Versione di latino: “gli inizi della civiltà” Versione di latino: “gli inizi della civiltà” Cicerone (De invenzione libro I) Fuit quoddam tempus, cum in agris homines passim bestiarum modo vagabantur et sibi victu fero vitam propagabant nec ratione animi quicquam, sed pleraque viribus corporis administrabant; nondum divinae religionis, non humani officii ratio colebatur, nemo nuptias viderat legitimas; non certos quisquam aspexerat liberos; non, ius aequabile quid utilitatis haberet, acceperat.
Ita propter errorem atque inscientiam caeca ac temeraria dominatrix animi cupiditas ad se explendam viribus corporis abutebatur, perniciosissimis satellitibus. Quo tempore quidam videlicet vir et sapiens cognovit, quae materia et quanta ad maximas res opportunitas in animis inesset hominum, si quis eam posset elicere et praecipiendo, meliorem reddere; qui dispersos homines in agros et in tectis silvestribus abditos, ratione quadam conpulit unum in locum et congregavit et eos in unam quamque rem inducens utilem atque honestam, primo propter insolentiam reclamantes, deinde propter rationem atque orationem studiosius audientes ex feris et inmanibus mites reddidit et mansuetos.

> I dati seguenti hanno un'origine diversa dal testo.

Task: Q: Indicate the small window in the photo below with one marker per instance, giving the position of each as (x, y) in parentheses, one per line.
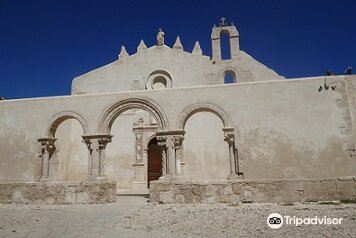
(159, 82)
(229, 77)
(225, 45)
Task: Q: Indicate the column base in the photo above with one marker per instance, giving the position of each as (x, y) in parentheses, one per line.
(96, 178)
(232, 176)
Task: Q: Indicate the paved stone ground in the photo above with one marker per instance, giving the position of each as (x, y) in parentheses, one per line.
(133, 217)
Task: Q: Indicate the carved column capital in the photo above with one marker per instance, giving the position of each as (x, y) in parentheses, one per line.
(229, 135)
(96, 145)
(47, 149)
(48, 144)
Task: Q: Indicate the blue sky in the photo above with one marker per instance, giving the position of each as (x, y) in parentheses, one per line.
(44, 44)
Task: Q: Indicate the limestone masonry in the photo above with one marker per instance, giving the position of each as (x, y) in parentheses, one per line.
(204, 129)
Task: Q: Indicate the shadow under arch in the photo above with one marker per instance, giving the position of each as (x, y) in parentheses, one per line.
(202, 107)
(112, 112)
(60, 117)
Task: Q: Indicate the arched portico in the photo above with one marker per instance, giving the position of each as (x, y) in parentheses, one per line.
(47, 143)
(229, 131)
(113, 111)
(60, 117)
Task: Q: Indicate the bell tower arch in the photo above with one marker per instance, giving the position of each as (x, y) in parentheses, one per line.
(233, 34)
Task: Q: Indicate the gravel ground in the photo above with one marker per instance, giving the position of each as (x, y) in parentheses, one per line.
(134, 217)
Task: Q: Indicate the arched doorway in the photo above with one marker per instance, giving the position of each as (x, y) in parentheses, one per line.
(154, 162)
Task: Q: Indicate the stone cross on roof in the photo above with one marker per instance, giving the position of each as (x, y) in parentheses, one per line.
(222, 23)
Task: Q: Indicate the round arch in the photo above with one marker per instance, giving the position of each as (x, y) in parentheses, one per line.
(112, 112)
(60, 117)
(202, 107)
(231, 70)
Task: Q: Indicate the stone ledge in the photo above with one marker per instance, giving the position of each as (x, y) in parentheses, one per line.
(84, 192)
(254, 190)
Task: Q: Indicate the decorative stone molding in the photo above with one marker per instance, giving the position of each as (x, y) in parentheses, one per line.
(159, 79)
(113, 111)
(47, 149)
(60, 117)
(233, 34)
(202, 107)
(96, 145)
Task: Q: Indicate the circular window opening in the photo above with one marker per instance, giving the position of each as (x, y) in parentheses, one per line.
(159, 82)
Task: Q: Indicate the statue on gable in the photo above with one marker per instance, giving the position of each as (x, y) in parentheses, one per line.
(160, 37)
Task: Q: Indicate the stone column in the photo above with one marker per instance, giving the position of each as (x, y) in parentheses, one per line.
(96, 145)
(178, 144)
(170, 142)
(47, 150)
(162, 145)
(230, 139)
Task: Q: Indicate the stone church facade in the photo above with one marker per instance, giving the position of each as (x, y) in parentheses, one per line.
(187, 127)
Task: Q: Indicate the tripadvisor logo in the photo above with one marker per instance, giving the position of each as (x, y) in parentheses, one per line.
(275, 220)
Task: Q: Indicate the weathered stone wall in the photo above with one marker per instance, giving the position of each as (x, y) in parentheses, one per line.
(253, 191)
(283, 129)
(58, 192)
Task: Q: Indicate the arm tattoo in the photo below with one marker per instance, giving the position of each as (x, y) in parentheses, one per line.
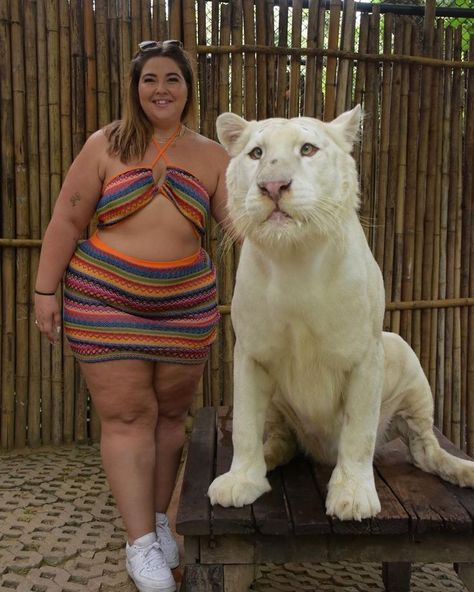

TRAD.:Ci fu un tempo in cui gli uomini vagavano nei campi liberamente alla maniera delle bestie e si sostentavano con il cibo selvatico e non gestivano nulla con la ragione della mente ma la maggior parte con la forza fisica;il rispetto non era ancora osservato verso la religione divina né verso i doveri degli uomini,nessuno aveva visto le nozze legittime;nessuno aveva considerato certi i figli;nessuno aveva capito che utilità avesse la giustizia imparziale. Così a causa dell'incertezza e dell'ignoranza,l'avidità,una dominatrice cieca e temeraria,sfruttava le forze del corpo per soddisfarsi,con complici pericolosissimi. In quel tempo un certo uomo sicuramente sapiente conobbe quale materia e quanto grande fossero per le cose le potenzialità degli animi degli uomini,e se solo qualcuno avesse potuto farla uscire e insegnando farla diventare migliore;quello radunò e poi riunì in un solo posto con un progetto, gli uomini sparpagliati per i campi e i nascosti in rifugi silvestri, e inducendo a ciascun'attività utile ed onesta quelli che dapprima protestavano per la mancanza d'abitudine,mentre quelli che ascoltavano più devoti il discorso e il progetto,li rese uniti e mansueti,da selvaggi e crudeli (sott. che erano).